Lets assume you have two computers, "homebox" and "cloudbox"
Say you want a port on cloudbox to be availabe on homebox. This could be anything but lets say it's a web server. But it's a dev/test environment and you don't want the world at large to see it.
So you need cloudbox:80 to be accessible on homebox but not from the real internet. You could whitelist your own ip in the firewall, but that gets annoying if your home connection has a DHCP WAN address. Or if homebox is a laptop and home is wherever you happen to be at the moment.
With ssh tunnels its easy. Configure the web server to listen on localhost. then run
ssh -L 8080:localhost:80 user@cloudbox
Now you're ssh'd into your cloudbox, and you can edit your files with your prefered text editor and visit http://localhost:8080 on homebox and it will magically connect to port 80 on cloudbox.

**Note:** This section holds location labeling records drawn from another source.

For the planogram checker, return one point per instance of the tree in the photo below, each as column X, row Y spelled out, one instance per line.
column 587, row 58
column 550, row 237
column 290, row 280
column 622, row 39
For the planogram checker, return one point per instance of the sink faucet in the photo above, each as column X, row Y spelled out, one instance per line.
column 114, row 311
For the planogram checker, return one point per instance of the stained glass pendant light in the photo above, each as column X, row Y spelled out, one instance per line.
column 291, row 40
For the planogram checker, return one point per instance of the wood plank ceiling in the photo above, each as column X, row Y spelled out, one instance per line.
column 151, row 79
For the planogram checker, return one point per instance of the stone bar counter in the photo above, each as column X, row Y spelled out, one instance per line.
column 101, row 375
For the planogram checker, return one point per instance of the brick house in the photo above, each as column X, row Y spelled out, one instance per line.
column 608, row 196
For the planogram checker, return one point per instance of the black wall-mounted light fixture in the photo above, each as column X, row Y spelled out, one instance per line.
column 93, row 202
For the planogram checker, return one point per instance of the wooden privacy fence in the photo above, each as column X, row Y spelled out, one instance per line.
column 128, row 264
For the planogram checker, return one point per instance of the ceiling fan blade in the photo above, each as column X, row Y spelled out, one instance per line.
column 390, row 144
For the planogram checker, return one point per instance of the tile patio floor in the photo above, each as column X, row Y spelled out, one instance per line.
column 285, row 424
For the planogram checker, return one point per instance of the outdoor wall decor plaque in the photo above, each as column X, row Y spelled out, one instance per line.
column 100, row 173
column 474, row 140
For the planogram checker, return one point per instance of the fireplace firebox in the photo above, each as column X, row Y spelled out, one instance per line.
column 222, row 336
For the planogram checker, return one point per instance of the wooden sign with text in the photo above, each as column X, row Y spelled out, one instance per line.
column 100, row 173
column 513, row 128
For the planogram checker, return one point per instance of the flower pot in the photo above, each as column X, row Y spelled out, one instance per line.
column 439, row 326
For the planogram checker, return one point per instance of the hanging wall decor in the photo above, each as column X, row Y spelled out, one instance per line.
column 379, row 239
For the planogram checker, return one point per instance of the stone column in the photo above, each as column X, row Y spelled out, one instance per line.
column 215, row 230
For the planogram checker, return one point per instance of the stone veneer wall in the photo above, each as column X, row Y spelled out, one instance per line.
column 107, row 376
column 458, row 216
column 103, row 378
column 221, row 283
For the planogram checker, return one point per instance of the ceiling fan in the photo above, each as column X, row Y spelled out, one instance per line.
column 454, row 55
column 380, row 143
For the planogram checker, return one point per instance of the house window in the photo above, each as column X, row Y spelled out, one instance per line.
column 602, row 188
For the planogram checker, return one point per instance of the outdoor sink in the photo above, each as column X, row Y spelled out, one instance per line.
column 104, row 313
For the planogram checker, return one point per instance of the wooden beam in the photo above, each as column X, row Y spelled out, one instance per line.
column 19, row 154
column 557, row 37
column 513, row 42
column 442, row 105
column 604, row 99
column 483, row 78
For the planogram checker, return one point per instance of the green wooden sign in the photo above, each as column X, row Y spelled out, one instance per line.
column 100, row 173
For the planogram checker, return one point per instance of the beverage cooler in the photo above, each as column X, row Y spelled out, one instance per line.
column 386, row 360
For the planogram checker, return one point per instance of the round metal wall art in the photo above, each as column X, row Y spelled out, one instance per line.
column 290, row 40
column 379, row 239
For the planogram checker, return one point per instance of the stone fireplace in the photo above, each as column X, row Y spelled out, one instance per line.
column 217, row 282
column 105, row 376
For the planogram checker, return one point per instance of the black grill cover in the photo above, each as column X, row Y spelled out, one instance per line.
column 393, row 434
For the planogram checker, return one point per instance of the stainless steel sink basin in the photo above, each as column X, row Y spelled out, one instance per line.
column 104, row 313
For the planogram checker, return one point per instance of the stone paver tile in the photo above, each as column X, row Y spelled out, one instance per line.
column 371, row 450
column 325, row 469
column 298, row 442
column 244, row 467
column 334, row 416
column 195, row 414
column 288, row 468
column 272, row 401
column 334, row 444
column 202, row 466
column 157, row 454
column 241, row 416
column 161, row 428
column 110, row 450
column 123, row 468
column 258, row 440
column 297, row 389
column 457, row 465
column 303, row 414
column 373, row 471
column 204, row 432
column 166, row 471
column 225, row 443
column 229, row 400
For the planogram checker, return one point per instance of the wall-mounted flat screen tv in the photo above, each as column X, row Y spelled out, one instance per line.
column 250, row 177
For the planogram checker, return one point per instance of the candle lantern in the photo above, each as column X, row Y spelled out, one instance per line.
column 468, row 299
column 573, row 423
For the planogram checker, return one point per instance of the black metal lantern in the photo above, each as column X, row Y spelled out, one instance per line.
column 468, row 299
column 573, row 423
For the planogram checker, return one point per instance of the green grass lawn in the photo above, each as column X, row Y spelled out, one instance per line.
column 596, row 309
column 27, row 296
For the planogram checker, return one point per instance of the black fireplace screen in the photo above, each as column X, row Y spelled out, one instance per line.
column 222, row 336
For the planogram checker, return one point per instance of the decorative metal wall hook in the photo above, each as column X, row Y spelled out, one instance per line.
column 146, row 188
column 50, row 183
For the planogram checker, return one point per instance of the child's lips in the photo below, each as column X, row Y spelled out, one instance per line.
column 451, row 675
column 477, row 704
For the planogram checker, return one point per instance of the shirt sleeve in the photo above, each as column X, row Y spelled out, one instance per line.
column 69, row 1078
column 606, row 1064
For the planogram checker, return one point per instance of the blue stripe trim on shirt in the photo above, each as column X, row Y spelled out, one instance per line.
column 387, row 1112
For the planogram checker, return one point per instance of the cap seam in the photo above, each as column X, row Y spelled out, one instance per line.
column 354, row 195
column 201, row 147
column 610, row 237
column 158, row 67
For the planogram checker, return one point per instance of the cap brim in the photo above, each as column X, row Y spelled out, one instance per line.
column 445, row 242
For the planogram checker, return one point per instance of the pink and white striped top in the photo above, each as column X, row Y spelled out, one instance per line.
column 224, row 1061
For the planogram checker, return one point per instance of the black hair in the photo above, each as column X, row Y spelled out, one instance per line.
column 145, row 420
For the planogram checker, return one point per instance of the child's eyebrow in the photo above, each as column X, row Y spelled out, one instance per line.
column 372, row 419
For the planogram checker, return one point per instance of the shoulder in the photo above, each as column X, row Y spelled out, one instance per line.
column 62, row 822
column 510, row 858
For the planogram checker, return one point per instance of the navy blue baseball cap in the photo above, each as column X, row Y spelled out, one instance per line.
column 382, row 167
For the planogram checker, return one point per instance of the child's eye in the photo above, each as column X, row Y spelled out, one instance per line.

Port 8080 on the loopback device is forward to port 80 on cloudbox's loopback device, as far as cloudbox is concerned this happens via localhost. Only ssh is using your actual network interface.
+---------------+ +------------+ | Homebox | | cloudbox | | | | | +-----* port 8080 | +---->* port 80 | | +---------------+ | +------------+ | | +----------------------------+
This means your ssh is also effectively being authentication for the webserver. which is handy.